Стирка пеленок новой сестре Диму не напрягла — в ванной-то, с горячей водой из крана… какие проблемы? Он почувствовал себя почти счастливым: разговоры с Дымом избавили от одиночества, в рассказах было очень много вранья, но лучше слушать чужую брехню и хвастовство, чем бесконечно перечитывать «Руслана и Людмилу» и тонкую книжку очерков Пришвина.
Полное имя невидимого друга звучало как Димитос, и означало «двойную нить». Уменьшительно называли по-разному: и Димчо, и Дымчо, и Дымко, и Дым. Врал Дым так складно, что Дима заслушивался. Говорил, что умеет превращаться в маленького льва, а его родители — в больших львов, и что он тоже будет большим, когда вырастет. Дым ждал ритуала у алтаря, который определит его путь: мечтал стать хранителем, а чего — непонятно. Жаловался он на знакомые и незнакомые беды. Его отец пришел откуда-то издалека, и был чужаком как среди людей, так и среди львов. По оговоркам Дима понял, что люди со львами не сильно-то ладили — то ли мириться собирались, да не собрались, то ли воевать из-за чего-то. А отец Дыма и тем, и другим был нехорош: львы его не уважали из-за слишком короткой гривы, а люди — потому что лев. Если, конечно, верить всем этим сказкам про животных.

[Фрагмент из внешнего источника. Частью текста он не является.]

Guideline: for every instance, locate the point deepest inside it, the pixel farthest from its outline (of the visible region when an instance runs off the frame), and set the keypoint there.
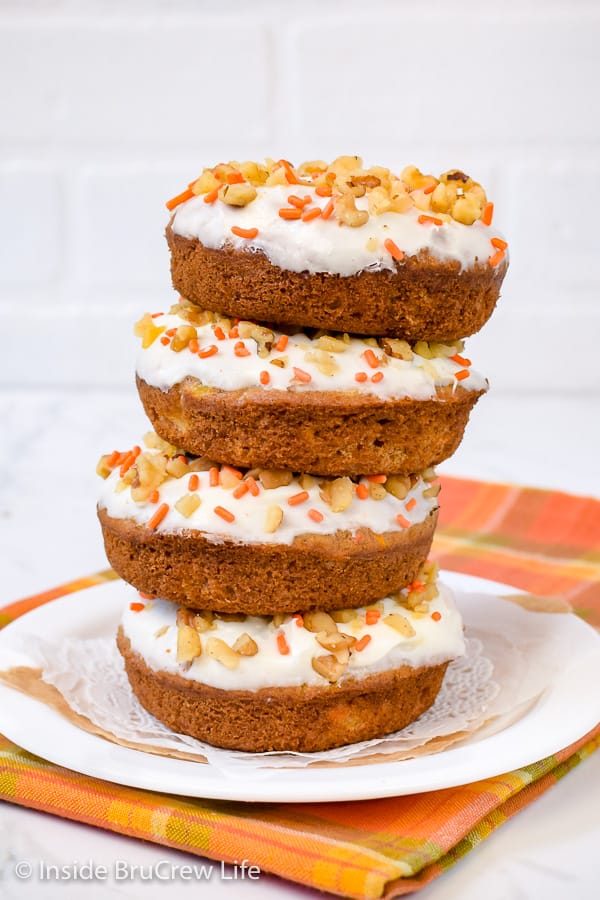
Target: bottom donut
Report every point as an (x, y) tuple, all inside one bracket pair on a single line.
[(290, 683)]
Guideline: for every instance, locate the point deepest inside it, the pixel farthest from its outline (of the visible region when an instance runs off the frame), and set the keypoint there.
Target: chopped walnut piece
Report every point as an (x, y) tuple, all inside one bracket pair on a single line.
[(223, 653), (245, 645)]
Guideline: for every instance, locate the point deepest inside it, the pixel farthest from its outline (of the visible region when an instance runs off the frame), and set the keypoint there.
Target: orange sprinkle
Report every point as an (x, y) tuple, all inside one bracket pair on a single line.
[(180, 198), (244, 232), (371, 358), (364, 641), (487, 214), (393, 249), (231, 471), (301, 375), (282, 644), (297, 499), (461, 360), (290, 212), (311, 214), (252, 486), (240, 490), (158, 516), (327, 209), (240, 349), (224, 513)]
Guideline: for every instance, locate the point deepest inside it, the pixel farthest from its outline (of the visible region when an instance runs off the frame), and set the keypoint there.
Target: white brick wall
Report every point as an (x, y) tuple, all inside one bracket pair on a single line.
[(109, 108)]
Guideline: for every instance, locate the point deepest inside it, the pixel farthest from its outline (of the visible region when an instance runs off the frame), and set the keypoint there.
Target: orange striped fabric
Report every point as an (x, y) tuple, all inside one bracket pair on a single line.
[(545, 542)]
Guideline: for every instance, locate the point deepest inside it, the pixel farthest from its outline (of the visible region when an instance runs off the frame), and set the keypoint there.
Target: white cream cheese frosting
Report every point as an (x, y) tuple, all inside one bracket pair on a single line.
[(391, 378), (307, 513), (322, 245), (435, 637)]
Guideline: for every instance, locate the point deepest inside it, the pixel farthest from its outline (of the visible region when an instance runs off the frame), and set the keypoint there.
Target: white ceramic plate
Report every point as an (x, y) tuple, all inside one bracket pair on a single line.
[(564, 713)]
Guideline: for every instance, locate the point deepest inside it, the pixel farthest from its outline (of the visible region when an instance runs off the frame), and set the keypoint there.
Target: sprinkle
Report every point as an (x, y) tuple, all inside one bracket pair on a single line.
[(240, 490), (290, 212), (224, 513), (282, 644), (487, 214), (301, 375), (180, 198), (461, 360), (393, 249), (248, 233), (298, 498), (371, 359), (310, 214), (158, 516), (360, 645), (240, 349), (252, 486)]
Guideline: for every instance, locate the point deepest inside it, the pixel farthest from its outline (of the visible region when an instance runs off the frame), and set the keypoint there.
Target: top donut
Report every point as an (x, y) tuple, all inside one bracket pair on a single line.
[(339, 246)]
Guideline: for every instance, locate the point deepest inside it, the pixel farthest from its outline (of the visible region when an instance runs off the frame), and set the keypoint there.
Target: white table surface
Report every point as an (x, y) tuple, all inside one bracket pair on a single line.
[(51, 440)]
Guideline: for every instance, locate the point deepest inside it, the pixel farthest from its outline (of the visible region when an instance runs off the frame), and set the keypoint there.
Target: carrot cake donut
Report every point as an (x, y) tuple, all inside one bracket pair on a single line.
[(339, 246), (264, 540), (316, 402), (302, 682)]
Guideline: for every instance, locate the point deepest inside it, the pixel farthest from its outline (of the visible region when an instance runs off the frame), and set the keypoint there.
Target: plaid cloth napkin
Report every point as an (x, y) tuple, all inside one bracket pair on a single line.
[(544, 542)]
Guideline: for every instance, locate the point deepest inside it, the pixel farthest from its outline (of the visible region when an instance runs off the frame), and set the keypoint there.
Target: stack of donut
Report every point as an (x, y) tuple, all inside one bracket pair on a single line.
[(275, 526)]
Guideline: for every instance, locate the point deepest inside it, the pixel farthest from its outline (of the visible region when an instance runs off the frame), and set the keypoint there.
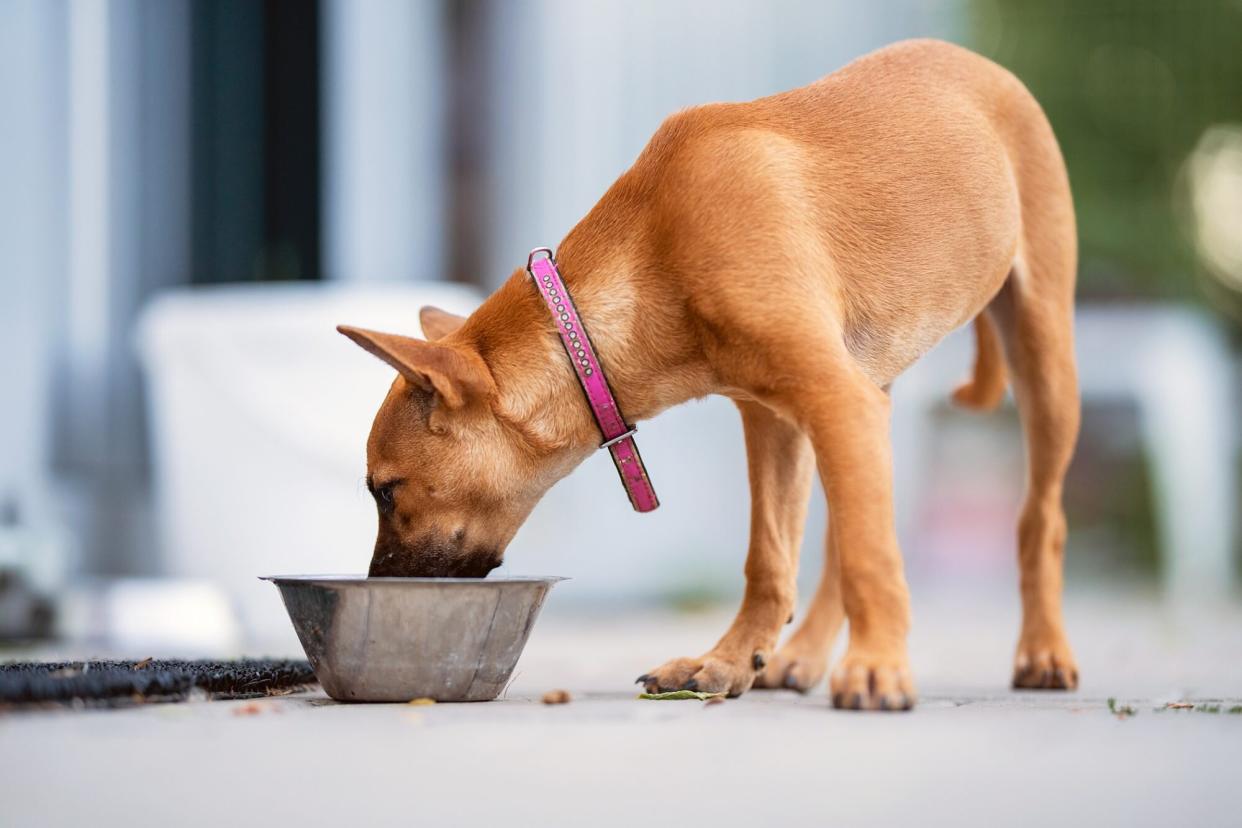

В общем, Дым выделялся как немец среди русских и казахов, и от этого Дима чувствовал с ним родство.
А жизнь шла своим чередом. Лето безвозвратно утекало, бытовых забот поубавилось, а каждый день приближал к первому сентября. Дима мечтал о школе — днях, заполненных учебой и занятием спортом, а не домашним хозяйством и криками сестренок. О библиотеке, полной книг, о пятерках за домашние задания. Дым еще не знал, чему будет учиться, и боялся первого испытания в храме до безмолвных криков. Постоянно повторял: «А если камень меня не услышит? Все говорят, что я из семьи с порченой кровью». Дима утешал друга, как мог. Он вначале мечтал оказаться в мире Дыма и хоть одним глазком посмотреть на львов. А потом передумал — везде своих бед хватает. Дома хотя бы привычные.
Иллюзии, наведенные первым звонком, разбились на третий школьный день. Классная руководительница выслушала его соседку, девочку с бантами, взахлеб рассказывающую, что Дима — немчура, и мать его фашистской кличкой со двора зазывает: «Дитрих! Дитрих!», и рассмеялась.
— Дитрих? — осмотрев Диму с головы до ног, фыркнула она. — Фу-ты, ну-ты, прямо как актриса. Марлен Дитрих.
Так у Димы появилось сразу две клички «актриска» и «Марленка», и горький опыт: на заднем дворе школы всемером били крепче, чем втроем под пожарной лестницей. Дети над ним издевались — каждый птенец считал своим долгом клюнуть белого вороненка. Взрослые закрывали глаза на травлю. Директриса школы была женой заводского парторга, которого мутер пугала комиссией из Москвы. Фамилия Штольц действовала на нее как красная тряпка на быка — что бы ни случалось, Дима всегда оставался виноват. И жаловаться было некому. Вмешивать мутер в школьные дела и ввязываться в череду товарищеских судов Дима не хотел, с отцом поговорить не мог, потому что тот всегда был занят.